昭和期に人気だった「相澤ロボ」、万博で復活目指す クラファン開始へ

MANOI企画運営の「ロボットゆうえんち」に1体だけある相澤ロボットと、岡本社長=厚木市中町2丁目

 昭和期に人気を博し、1970年の大阪万博に出展された通称「相澤ロボット」。現存するわずかな作品のうち、長らく眠っていた15体を修復し、2025年の大阪・関西万博での「復活」を目指すプロジェクトを、厚木市の企業が中心となって立ち上げた。半世紀ぶりの晴れ舞台に向け、近くクラウドファンディング(CF)での資金調達を開始する。

 相澤ロボットとは「ロボット博士」の別名を持ち、日本で初めてロボットづくりの指南書を著したとされる故相澤次郎氏が、昭和30~50年代を中心に製作した約800体を指す。開発費が100万円を超えた作品もあり、子どもたちが集まるデパートの屋上やイベントで引っ張りだこだったとの記録が残る。

 一部の作品は、大阪万博で手塚治虫氏がプロデュースしたというパビリオンに展示された。
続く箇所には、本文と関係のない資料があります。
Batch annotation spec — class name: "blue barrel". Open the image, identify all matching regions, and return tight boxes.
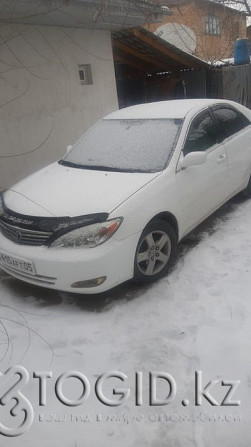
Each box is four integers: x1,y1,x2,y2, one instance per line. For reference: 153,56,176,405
234,38,250,65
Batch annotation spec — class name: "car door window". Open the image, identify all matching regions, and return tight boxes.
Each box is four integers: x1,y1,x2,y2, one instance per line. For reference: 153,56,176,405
212,107,250,139
183,111,218,156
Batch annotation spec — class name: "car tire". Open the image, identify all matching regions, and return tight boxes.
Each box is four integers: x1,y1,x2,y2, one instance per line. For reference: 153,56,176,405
133,220,177,284
243,174,251,198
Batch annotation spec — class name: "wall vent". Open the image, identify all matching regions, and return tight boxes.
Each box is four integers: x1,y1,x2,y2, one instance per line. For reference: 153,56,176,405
78,64,93,85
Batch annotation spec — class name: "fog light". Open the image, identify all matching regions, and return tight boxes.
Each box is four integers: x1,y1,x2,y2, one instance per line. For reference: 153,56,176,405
71,276,106,288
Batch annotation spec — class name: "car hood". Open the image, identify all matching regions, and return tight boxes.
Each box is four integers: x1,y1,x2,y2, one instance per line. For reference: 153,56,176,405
3,162,159,217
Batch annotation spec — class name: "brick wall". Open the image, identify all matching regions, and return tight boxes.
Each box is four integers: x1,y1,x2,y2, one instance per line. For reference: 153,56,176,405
147,0,247,62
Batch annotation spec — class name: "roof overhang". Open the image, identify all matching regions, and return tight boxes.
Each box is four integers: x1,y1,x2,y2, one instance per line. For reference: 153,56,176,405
0,0,172,30
113,27,210,73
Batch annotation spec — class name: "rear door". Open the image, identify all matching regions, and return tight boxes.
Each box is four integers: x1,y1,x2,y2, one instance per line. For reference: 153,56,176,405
211,105,251,194
176,108,229,235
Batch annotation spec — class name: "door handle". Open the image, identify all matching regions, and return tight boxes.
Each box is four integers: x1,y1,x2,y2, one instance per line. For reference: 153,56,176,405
218,154,226,163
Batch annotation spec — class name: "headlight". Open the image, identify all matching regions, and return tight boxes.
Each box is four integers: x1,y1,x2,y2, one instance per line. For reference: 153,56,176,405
50,218,123,249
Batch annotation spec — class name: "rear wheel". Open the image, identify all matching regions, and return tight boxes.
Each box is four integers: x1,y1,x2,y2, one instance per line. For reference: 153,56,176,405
134,220,177,284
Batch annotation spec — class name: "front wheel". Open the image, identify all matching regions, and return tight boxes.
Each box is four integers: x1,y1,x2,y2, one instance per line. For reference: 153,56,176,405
133,220,177,284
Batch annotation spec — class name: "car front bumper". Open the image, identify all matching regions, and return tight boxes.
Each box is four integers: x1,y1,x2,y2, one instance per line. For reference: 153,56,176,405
0,232,140,294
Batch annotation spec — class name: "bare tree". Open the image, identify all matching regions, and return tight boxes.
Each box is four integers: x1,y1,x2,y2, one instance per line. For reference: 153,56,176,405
213,0,251,15
151,0,250,13
152,0,250,64
149,0,192,5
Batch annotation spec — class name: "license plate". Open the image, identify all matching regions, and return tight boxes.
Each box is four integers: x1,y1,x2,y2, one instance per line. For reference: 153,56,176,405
0,252,36,275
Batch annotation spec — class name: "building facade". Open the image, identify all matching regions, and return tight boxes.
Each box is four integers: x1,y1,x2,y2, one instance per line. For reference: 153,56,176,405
148,0,247,63
0,24,119,189
0,0,167,188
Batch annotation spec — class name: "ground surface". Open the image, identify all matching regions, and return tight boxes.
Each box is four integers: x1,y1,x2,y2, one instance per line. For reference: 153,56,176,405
0,194,250,447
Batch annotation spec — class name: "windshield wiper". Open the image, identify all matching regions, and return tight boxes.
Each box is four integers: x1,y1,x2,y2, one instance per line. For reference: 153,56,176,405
58,160,151,173
58,160,82,169
59,159,126,172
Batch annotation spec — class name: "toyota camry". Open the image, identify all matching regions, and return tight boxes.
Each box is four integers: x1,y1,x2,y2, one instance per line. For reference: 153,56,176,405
0,99,251,293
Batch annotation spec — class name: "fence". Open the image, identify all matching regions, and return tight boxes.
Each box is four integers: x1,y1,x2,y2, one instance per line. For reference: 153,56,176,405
207,64,251,109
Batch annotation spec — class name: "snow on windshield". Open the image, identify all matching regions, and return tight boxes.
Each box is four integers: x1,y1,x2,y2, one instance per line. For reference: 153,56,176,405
64,119,183,172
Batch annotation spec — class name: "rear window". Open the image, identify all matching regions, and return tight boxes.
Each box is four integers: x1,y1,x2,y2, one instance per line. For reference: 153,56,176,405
212,107,250,139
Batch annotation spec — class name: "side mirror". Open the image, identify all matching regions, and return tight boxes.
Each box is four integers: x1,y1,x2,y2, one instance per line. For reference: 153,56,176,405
180,151,207,169
66,144,73,154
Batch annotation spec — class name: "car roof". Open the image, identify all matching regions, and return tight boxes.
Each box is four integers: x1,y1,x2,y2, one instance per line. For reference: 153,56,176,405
104,99,236,120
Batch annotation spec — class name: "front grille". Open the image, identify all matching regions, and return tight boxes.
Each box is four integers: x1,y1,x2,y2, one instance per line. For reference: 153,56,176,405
0,220,53,246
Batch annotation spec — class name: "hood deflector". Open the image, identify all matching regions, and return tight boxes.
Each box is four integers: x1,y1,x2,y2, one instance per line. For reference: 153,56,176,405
0,197,108,233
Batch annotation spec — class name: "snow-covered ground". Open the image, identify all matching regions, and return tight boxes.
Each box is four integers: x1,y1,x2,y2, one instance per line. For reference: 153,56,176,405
0,194,251,446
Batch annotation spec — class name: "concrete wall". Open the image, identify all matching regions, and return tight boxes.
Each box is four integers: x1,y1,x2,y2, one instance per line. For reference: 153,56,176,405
0,24,118,189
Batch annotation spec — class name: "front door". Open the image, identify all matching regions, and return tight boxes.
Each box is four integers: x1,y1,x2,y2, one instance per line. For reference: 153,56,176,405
176,109,229,236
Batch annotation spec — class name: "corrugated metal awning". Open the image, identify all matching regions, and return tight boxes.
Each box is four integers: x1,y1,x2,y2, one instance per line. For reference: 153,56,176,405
112,26,210,73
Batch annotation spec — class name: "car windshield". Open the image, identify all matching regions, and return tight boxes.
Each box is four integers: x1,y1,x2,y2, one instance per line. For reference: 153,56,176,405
60,118,183,173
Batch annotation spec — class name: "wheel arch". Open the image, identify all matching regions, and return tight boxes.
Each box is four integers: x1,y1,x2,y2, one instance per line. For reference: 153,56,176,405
147,212,179,240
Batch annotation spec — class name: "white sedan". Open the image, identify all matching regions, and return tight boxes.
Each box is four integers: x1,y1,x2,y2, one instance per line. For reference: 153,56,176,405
0,99,251,293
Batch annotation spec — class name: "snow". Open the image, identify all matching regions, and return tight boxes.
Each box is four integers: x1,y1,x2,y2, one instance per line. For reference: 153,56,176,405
0,194,251,446
66,119,182,172
211,58,235,67
209,57,251,67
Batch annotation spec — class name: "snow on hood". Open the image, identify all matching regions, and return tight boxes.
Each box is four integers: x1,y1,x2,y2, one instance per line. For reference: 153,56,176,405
3,162,159,217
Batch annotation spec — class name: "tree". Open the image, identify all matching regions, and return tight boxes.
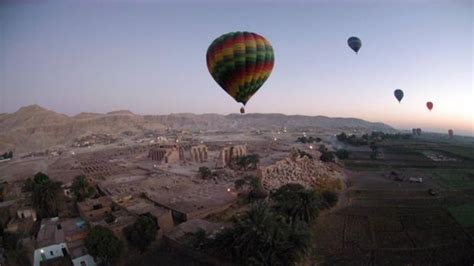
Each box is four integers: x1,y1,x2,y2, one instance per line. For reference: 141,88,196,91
236,154,260,170
234,179,247,191
320,190,338,208
320,151,335,162
272,184,320,223
318,145,327,152
23,178,35,192
248,176,268,199
246,154,260,170
210,202,311,265
30,172,61,218
335,149,350,159
71,175,96,202
33,172,50,184
336,132,348,142
198,166,212,179
85,226,122,266
123,215,157,252
369,141,379,159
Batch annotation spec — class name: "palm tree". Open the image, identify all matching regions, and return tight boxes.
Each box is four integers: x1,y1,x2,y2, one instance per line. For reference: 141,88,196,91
33,179,61,217
249,176,268,199
272,183,320,223
232,202,279,262
71,175,95,202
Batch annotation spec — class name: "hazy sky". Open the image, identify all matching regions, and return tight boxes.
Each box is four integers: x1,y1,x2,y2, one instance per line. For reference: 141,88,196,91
1,0,472,135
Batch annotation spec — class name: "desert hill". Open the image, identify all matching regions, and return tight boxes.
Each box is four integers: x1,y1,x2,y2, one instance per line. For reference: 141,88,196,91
0,105,395,152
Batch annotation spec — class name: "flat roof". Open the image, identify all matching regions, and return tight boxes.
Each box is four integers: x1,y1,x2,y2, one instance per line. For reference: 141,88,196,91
36,218,87,248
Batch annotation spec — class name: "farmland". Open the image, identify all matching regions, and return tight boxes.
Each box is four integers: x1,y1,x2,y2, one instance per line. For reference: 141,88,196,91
311,134,474,265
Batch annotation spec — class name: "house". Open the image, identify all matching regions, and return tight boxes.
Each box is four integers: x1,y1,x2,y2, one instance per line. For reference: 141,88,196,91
77,196,115,223
113,195,174,233
4,205,36,237
78,196,136,239
17,206,37,220
33,217,96,266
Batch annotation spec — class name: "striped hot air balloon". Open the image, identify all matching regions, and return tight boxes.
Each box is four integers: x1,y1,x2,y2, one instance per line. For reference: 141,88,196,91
347,36,362,54
206,32,274,113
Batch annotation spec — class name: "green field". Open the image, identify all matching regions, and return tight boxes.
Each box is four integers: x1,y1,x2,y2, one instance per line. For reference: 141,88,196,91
448,204,474,227
426,169,474,190
434,146,474,161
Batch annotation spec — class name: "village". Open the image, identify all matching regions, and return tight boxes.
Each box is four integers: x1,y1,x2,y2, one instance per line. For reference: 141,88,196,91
0,129,343,266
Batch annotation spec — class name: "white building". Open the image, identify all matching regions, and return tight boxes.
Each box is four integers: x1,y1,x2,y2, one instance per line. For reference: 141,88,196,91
34,217,96,266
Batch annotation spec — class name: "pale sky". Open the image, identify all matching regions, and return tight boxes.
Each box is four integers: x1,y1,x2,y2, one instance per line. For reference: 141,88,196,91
0,0,472,135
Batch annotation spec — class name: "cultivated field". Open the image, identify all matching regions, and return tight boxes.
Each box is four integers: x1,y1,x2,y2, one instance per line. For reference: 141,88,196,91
312,136,474,265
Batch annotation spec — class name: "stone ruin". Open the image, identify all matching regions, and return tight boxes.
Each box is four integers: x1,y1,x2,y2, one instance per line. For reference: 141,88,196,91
258,151,340,191
216,145,247,168
149,144,209,164
179,144,208,163
149,144,180,164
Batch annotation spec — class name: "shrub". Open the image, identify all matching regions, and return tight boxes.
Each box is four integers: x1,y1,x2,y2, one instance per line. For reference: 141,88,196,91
320,190,338,208
198,166,212,179
320,151,335,162
335,149,350,159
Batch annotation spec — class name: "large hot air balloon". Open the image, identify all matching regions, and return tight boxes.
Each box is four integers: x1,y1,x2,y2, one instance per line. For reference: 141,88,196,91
426,102,433,111
206,31,274,113
347,36,362,54
448,129,453,138
394,89,404,103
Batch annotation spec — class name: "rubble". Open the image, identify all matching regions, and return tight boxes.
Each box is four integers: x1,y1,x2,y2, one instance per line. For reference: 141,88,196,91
258,152,340,191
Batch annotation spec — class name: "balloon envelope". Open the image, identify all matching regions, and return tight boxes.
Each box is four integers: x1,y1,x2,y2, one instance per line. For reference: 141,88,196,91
394,89,404,103
347,36,362,54
426,102,433,111
206,31,274,107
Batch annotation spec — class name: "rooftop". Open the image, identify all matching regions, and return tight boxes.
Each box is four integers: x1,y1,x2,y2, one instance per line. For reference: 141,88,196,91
36,218,88,248
40,256,73,266
77,196,113,211
113,195,170,217
166,219,225,242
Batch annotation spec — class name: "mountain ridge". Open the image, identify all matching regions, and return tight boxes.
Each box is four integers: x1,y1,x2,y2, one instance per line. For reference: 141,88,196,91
0,105,396,152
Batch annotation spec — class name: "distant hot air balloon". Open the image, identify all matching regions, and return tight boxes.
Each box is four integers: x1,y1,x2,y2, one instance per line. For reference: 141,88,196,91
426,102,433,111
394,89,404,103
207,31,274,113
347,36,362,54
448,129,453,138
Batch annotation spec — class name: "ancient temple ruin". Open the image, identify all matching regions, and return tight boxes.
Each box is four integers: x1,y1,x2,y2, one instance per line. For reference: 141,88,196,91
148,145,180,164
149,144,208,164
179,144,208,163
216,145,247,168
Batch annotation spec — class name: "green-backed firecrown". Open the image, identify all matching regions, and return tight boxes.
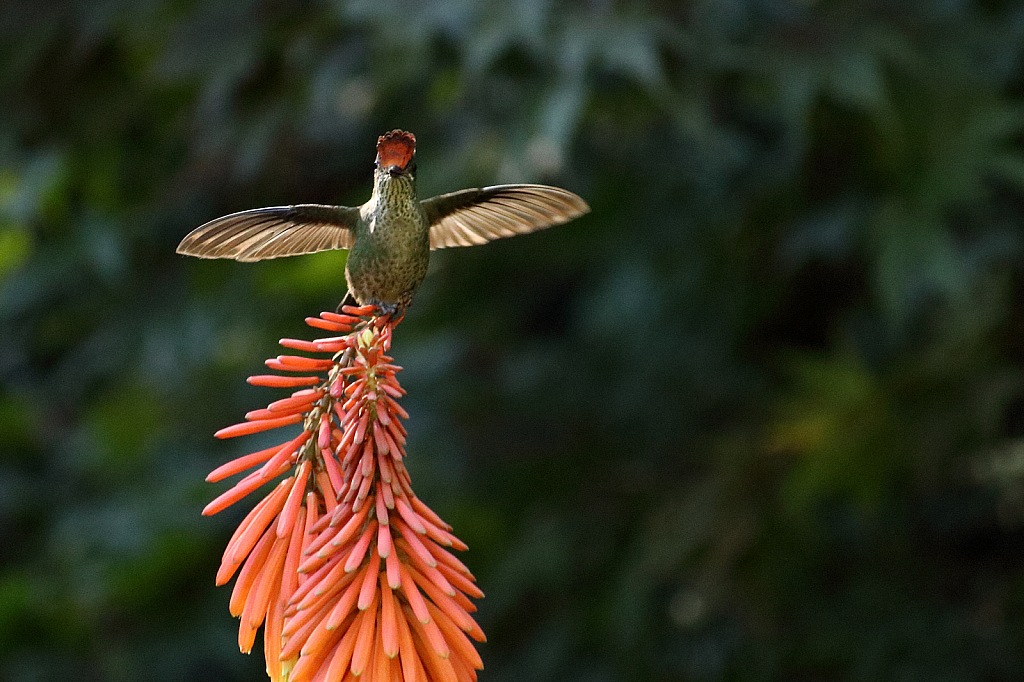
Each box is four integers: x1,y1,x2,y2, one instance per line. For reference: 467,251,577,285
177,130,589,314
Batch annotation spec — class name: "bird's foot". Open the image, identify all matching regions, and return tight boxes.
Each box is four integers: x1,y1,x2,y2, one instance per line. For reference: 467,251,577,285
338,293,410,321
373,303,407,326
371,292,412,320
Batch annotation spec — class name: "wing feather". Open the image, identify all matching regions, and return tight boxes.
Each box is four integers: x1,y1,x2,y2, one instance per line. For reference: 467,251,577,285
176,204,360,262
422,184,589,250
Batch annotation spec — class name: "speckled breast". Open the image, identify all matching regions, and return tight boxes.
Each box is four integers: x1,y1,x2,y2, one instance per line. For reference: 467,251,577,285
344,209,430,308
345,249,428,307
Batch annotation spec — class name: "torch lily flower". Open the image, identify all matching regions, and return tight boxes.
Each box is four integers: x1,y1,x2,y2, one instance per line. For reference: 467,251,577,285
204,306,484,682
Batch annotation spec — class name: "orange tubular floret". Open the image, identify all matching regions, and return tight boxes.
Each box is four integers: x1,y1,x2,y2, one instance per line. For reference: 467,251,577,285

ロボット開発を手がけるMANOI企画(厚木市)の岡本正行社長(56)は「特徴的な人型のデザインが『ロボットといえばこれ』というイメージを決定づけた」と話す。

 しかし紆余(うよ)曲折があり、相澤ロボットの多くは姿を消した。北海道・夕張の展示先がなくなった影響で、廃棄寸前に追い込まれた11体を岡本社長らが引き取ったのは2014年。協力者とともに数十万円を持ち寄って修復し、都内の科学館などで展示した。

 その後、半世紀ぶりとなる大阪での万博開催が決定。関係者の間で相澤ロボットの出展構想が持ち上がった折に、相澤氏の親族から相談が寄せられた。聞けば、指揮者と演奏者の15体で構成する「ロボット楽団」が見つかったという。

 雨風をしのげる倉庫に保管してあり、原形はとどめていたが、経年劣化によって「エアコンの風で塗装が剥がれてしまうほど傷んでいた」と岡本社長。再び光を当ててほしいという親族の意向をくみ、昨年の春先に譲り受けてから修復計画を本格化させた。

 15体のロボットはいずれも両手で持ち運べるサイズで、構造はさほど複雑でないという。ただ、往時の姿を完全に再現するには、同じ部品を取り寄せたり、塗装の成分を分析したりしなければならない。一連の費用は数百万円に上るとみている。

 そこで、岡本社長ら有志でつくるプロジェクトチームは今月25日、インターネットを通じて幅広く資金を募るCFに乗り出す。目標額は最低限の作業に必要な80万円。高額の支援者に対しては、ロボット楽団を一時的に展示できる権利を返礼として用意した。

 修復作業のボランティアも募集する。企画に賛同した不動産会社、アジア太平洋トレードセンター(大阪市)が運営する商業施設の一角を借り、来年1月から毎月1回ペースで、修復作業の公開イベントを開催。万博が始まる25年4月までの完成を目指す。

 岡本社長自身、幼少期に相澤ロボットのニュースを見て胸を高鳴らせた一人だ。「あの感動が活動の原点にある。今度は僕らが子どもたちに夢を伝えたい」。3年後に迫った万博で、ロボット楽団の晴れ姿を心待ちにしている。